よく見れば、さらに直進していく先行者が見える。明瞭な尾根にはゴツゴツした岩峰群。あれが五百羅漢だろうか。

ここからは足元が更に怪しい狭いトラバース道となり、左手には女岳が噴火した際の溶岩流跡だろうか、荒々しい黒い溶岩に圧倒されながら進む。 草に覆われた急斜面の心もとないルートだ。
初心者のKさんに注意を促しながら、慎重に進む。Sさんと別れた地点から30分でやっと稜線に出るが、最後は滑り落ちそうな急坂だった。 登りついた地点は岩峰の少し男岳寄り。そして、男岳への急坂が見える。

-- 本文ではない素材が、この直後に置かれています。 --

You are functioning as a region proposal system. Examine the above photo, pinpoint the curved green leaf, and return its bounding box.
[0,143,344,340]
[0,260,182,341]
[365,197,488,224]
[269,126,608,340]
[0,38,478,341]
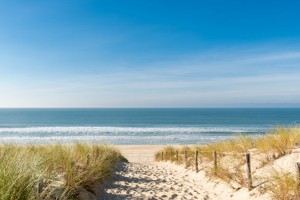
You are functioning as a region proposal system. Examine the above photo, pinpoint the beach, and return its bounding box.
[105,138,300,200]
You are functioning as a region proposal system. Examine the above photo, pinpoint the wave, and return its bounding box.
[0,126,269,135]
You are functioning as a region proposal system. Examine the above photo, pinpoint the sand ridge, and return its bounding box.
[105,163,213,199]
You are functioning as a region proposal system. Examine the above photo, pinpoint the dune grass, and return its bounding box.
[155,127,300,199]
[0,143,125,200]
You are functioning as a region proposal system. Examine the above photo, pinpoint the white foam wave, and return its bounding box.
[0,126,266,135]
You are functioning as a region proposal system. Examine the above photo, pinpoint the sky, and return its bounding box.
[0,0,300,108]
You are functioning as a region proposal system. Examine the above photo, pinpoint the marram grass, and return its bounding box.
[155,127,300,199]
[0,143,125,200]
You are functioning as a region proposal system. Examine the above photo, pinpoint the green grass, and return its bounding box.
[155,128,300,199]
[0,143,125,200]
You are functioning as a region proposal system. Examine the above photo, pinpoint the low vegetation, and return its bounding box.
[0,143,125,200]
[156,128,300,199]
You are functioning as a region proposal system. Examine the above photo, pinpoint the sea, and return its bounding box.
[0,108,300,145]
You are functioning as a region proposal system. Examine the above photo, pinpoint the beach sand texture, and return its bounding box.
[104,146,300,200]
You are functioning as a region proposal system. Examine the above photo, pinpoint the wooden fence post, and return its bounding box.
[86,154,91,165]
[296,162,300,196]
[214,151,218,175]
[165,151,168,161]
[195,150,198,173]
[246,153,252,191]
[184,150,187,168]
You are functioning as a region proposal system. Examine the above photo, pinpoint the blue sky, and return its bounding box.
[0,0,300,108]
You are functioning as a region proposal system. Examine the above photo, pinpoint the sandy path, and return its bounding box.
[105,163,211,199]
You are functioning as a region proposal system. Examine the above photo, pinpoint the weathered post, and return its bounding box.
[184,150,187,168]
[86,154,91,166]
[296,162,300,199]
[195,150,198,173]
[214,151,218,175]
[165,151,168,161]
[246,153,252,191]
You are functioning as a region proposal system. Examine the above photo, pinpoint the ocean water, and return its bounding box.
[0,108,300,144]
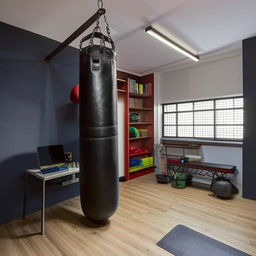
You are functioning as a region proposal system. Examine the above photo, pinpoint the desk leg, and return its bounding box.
[22,173,27,220]
[41,180,45,235]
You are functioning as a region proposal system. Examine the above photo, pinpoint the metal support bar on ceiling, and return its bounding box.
[44,8,106,62]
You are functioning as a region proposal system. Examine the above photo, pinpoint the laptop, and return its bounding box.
[37,145,68,173]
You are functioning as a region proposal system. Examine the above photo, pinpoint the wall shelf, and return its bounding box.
[130,122,153,125]
[129,92,153,98]
[130,150,152,157]
[130,136,152,140]
[117,71,154,181]
[130,107,153,111]
[117,89,127,93]
[129,166,155,179]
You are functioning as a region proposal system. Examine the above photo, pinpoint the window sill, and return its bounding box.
[161,137,243,148]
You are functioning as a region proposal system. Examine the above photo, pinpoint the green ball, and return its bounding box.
[129,126,140,138]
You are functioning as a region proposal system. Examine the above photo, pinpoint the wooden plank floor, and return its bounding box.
[0,174,256,256]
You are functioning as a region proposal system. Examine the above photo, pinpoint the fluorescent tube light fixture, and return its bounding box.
[145,26,200,62]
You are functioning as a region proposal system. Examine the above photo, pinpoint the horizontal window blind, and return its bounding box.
[162,97,244,141]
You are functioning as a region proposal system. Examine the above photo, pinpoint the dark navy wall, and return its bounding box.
[0,23,79,223]
[243,37,256,200]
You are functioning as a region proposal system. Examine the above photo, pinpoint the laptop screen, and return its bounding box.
[37,145,65,167]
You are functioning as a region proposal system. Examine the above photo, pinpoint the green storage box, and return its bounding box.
[172,172,187,188]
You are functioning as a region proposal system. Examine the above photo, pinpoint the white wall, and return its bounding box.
[155,54,243,191]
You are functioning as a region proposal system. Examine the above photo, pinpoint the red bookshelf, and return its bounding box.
[117,71,154,181]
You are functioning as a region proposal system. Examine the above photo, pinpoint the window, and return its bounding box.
[163,97,244,141]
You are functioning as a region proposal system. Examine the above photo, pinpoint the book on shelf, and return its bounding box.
[129,79,153,95]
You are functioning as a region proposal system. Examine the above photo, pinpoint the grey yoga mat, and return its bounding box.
[157,225,250,256]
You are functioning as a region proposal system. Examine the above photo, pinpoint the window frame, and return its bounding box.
[161,95,244,142]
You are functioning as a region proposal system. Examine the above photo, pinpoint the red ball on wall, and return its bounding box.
[70,84,79,104]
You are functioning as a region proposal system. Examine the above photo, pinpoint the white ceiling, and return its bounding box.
[0,0,256,74]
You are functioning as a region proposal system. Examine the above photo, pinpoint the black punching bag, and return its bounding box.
[79,45,119,221]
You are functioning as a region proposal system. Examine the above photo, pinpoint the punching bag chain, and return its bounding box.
[90,0,112,45]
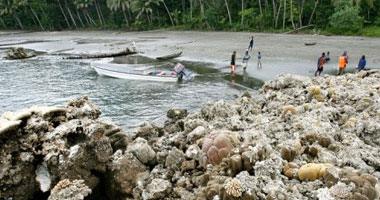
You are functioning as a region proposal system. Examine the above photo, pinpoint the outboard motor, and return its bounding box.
[173,63,194,81]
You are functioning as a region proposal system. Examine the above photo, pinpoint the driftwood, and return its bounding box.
[5,47,36,60]
[305,42,317,46]
[284,24,314,34]
[156,51,182,60]
[64,48,137,59]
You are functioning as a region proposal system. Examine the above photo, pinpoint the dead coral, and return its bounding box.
[329,182,353,199]
[224,178,243,197]
[202,132,233,165]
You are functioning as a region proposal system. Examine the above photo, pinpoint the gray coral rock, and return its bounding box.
[142,178,172,200]
[128,138,156,164]
[48,179,91,200]
[165,147,185,170]
[106,150,148,198]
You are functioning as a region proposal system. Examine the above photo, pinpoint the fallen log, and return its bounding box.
[284,24,314,34]
[64,48,137,59]
[5,47,37,60]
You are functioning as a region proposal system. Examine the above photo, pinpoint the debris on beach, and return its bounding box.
[0,70,380,200]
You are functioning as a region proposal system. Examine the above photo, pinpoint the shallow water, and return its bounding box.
[0,56,262,130]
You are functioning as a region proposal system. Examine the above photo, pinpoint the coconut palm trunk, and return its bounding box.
[84,8,96,25]
[12,12,24,29]
[272,0,277,27]
[199,0,205,18]
[282,0,286,31]
[94,0,103,25]
[275,0,282,28]
[76,9,86,28]
[307,0,319,25]
[29,5,45,31]
[190,0,193,19]
[65,0,78,29]
[240,0,244,25]
[122,10,129,27]
[298,0,305,27]
[224,0,232,25]
[0,17,7,29]
[162,0,174,26]
[95,0,106,24]
[290,0,296,29]
[259,0,263,15]
[57,0,71,29]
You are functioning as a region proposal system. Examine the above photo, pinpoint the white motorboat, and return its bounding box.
[91,61,193,82]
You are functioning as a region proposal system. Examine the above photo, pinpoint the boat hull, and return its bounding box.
[92,65,178,82]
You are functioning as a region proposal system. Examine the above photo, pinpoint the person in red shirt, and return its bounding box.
[314,52,326,76]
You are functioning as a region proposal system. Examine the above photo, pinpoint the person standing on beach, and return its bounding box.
[314,52,325,76]
[257,51,263,68]
[358,55,367,72]
[248,36,253,51]
[243,49,251,71]
[325,51,330,63]
[337,51,348,75]
[231,51,236,74]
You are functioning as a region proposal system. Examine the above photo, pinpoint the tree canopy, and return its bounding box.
[0,0,380,34]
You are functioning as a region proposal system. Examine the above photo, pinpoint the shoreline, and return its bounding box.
[0,30,380,81]
[0,70,380,200]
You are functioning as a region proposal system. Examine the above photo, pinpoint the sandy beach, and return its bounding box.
[0,31,380,81]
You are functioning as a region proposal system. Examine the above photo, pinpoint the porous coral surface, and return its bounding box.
[0,70,380,200]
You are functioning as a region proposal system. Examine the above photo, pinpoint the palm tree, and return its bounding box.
[131,0,174,26]
[224,0,232,25]
[131,0,160,24]
[0,0,24,29]
[57,0,71,29]
[107,0,131,26]
[159,0,174,26]
[74,0,96,25]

滑り落ちそうなザレ場を必死に登るKさん。さぞ怖かっただろう。iさんのサポートもあって、何とか無事に山頂へ。祠のある見晴らしの良い山頂からは、Sさんの待つ阿弥陀池も見える。
何より、Sさんが登った急坂が目に入ってくるが、見ているだけでもオソロシイ角度だ。あれを降りるなんて考えられない。登り返しもトンデモナイ。しかし、私たちのルートも決して初心者にはお勧めできない。ムーミン谷は意外と厄介だ。

さて池に戻りついたら朝来た道を8合目に戻るだけ。3時半には到着。あとはバスに揺られてお宿へむかうのみ。1日よく晴れた、花一杯の山を堪能した。

*見られた花*
ハクサンチドリ、ハクサンシャクナゲ、エゾツツジ、オノエラン、マルバシモツケ、モミジカラマツ、カラマツソウ、ヒナザクラ、ムシトリスミレ、ミヤマダイコンソウ、チングルマ、トウゲブキ、マルバダケブキ、コイワカガミ、コマクサ、コミヤマハンショウヅル、ニッコウキスゲ、コバイケイソウ、 モミジイチゴ、ウラジロヨウラク、オオバキスミレ、ゴゼンタチバナ、ハクサンシャジン、等。


*2日目*
翌日は朝風呂組に合わせて4時起き。宿の好意で5時から朝食、8合目行きの始発バスに乗る。アルパこまくさではバスの座席が8割以上埋まるほど。流石に土曜日だけのことはある。6時半に到着、早速縦走路にGo!
まずは笹森山、それから湯森山へ向かう。振り返るたびに男女岳が見送っているように感じる。時々雪田も残り、ヒナザクラが白い絨毯のよう。歩き始めから花も多く、期待が高まる。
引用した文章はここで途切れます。